Happy 105th birthday, Eva Zeisel
This article was originally on a blog post platform and may be missing photos, graphics or links. See About archive blog posts.
Reaching the amazing age of 105 is an incredible accomplishment, but that’s not all Eva Zeisel has done. An immigrant to the U.S. after World War II, she became a noted ceramist. Chronicle Books released a photo book of Zeisel’s work as part of a series featuring designers Ingo Maurer and George Nelson.
But -- as they say -- wait, there’s more. Living the high life in Berlin in 1932, Zeisel traveled to Russia, where a visit turned into a five-year stay. The last 16 months she was imprisoned, accused of plotting to kill Stalin and often being thrown into solitary confinement. For many years, Zeisel kept mum about her time in Russia, fearing reprisals by the KGB, although it is said they in part formed the basis of ‘Darkness at Noon,’ written by her friend Arthur Koestler.

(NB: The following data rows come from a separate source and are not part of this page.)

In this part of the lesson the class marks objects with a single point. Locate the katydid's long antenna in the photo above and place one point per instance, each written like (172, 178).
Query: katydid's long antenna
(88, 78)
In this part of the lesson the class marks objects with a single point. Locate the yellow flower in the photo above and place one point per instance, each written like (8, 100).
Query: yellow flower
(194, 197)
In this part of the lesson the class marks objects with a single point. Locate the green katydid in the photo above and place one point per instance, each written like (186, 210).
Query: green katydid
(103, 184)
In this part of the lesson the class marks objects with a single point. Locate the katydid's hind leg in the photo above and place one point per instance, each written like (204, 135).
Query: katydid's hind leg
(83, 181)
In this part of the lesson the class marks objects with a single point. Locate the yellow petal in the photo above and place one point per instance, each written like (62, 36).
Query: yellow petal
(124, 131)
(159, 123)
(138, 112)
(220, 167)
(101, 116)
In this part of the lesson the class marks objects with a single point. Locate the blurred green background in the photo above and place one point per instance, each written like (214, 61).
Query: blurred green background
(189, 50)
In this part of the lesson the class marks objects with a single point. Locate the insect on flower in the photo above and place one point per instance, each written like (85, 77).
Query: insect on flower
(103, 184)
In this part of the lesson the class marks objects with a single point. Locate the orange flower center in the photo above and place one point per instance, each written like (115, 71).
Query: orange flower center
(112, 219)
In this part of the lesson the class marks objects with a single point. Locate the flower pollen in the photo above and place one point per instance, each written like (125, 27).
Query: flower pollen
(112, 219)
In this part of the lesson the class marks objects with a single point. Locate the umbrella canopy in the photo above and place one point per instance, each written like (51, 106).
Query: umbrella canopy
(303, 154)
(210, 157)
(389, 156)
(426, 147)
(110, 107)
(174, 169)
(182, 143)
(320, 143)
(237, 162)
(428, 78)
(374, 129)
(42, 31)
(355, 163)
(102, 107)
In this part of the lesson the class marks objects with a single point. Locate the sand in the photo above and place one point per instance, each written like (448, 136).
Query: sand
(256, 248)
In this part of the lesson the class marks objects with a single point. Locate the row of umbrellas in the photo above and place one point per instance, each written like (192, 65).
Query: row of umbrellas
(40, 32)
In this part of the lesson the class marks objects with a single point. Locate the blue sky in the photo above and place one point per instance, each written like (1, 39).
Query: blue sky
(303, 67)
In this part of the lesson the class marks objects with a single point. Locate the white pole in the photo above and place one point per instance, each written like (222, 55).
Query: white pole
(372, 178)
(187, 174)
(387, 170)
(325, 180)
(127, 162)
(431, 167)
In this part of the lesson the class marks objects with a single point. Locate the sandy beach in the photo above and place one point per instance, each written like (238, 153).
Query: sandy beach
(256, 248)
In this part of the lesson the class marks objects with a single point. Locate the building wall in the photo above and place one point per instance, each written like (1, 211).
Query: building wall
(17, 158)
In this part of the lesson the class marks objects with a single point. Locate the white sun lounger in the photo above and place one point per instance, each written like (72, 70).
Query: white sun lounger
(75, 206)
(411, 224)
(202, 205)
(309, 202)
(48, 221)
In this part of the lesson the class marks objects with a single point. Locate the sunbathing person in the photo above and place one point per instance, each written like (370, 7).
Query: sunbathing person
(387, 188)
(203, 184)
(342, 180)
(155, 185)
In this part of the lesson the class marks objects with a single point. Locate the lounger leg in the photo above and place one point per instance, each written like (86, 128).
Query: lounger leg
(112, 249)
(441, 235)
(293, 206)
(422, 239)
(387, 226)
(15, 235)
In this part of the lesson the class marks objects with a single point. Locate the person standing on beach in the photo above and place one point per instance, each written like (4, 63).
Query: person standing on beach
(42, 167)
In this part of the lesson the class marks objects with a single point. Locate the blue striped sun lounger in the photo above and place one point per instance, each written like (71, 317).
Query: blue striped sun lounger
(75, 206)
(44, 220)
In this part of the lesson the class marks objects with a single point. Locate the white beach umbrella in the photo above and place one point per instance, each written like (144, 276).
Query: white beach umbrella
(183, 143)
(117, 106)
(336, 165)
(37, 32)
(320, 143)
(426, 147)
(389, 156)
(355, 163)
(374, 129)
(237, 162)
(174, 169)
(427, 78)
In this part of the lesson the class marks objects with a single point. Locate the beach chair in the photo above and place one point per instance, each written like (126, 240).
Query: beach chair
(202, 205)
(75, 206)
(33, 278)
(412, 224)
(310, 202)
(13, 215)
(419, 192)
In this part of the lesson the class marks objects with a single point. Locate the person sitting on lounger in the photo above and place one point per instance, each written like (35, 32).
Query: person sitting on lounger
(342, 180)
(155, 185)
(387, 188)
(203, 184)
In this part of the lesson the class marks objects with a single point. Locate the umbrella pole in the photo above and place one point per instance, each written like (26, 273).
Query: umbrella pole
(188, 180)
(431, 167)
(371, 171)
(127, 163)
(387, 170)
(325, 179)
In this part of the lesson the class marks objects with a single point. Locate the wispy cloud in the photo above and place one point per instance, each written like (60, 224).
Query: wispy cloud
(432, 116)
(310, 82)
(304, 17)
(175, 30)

The literary journal A Public Space has recently run Zeisel’s autobiographical prison memoir. Zeisel’s daughter told the magazine, ‘When a friend read these memoirs, he found them disingenuous. He did not believe that one could write about such a serious situation with so much humor and charm. But that is Eva.’
Memories of long ago are not true. They have been gilded by time, the way I remember them now, with love for my youth, sentimentally, of myself—slim and energetic, resistant, sad, alert. I speak of myself as much as of the things that happened to me. None of it is true, but I shall be precise reporting my memories.... It never occurred to me that I could have done something wrong. Not even then did it occur to me that something might happen to me personally. I looked around and saw a woman and the building superintendent. I got up and put on my housecoat, a green-checkered one of wool flannel. Suddenly there were more men in the room. I became quite ill at ease. They looked at my letters and at my photographs. They stopped at two of them. One was an enlarged snapshot of me on a beach with my eyes closed. It looked like a mask of my dead face. The men passed the photograph from one to the other and they smiled, and it scared me. I do not know whether I realized then or later that they thought I would soon be dead. They also found a picture of a pistol, an enlargement I had made. It had been the fashion at that time to make partial enlargements of things so they looked like something else. Like speaking a word over and over again and changing the meaning of a syllable. At the time I got my camera, which I had bought with my first earnings from the Schramberg factory, I was living with the Leichsenring family. They had a little girl, and I took pictures of her dolls’ heads, heads of broken dolls. I also took a picture of her father’s pistol, a tiny one, with many little bullets laid out in a row, and I enlarged it into a pattern. They took other photographs, too. It must have been interesting for them to see what a foreigner had among her letters and photographs and personal belongings. I remember feeling life receding from me and myself being set apart. They were not rude. They were extremely polite.
Today, Eva Zeisel turns 105. Her prison memoir is in A Public Space 14, available in bookstores and from the journal’s website.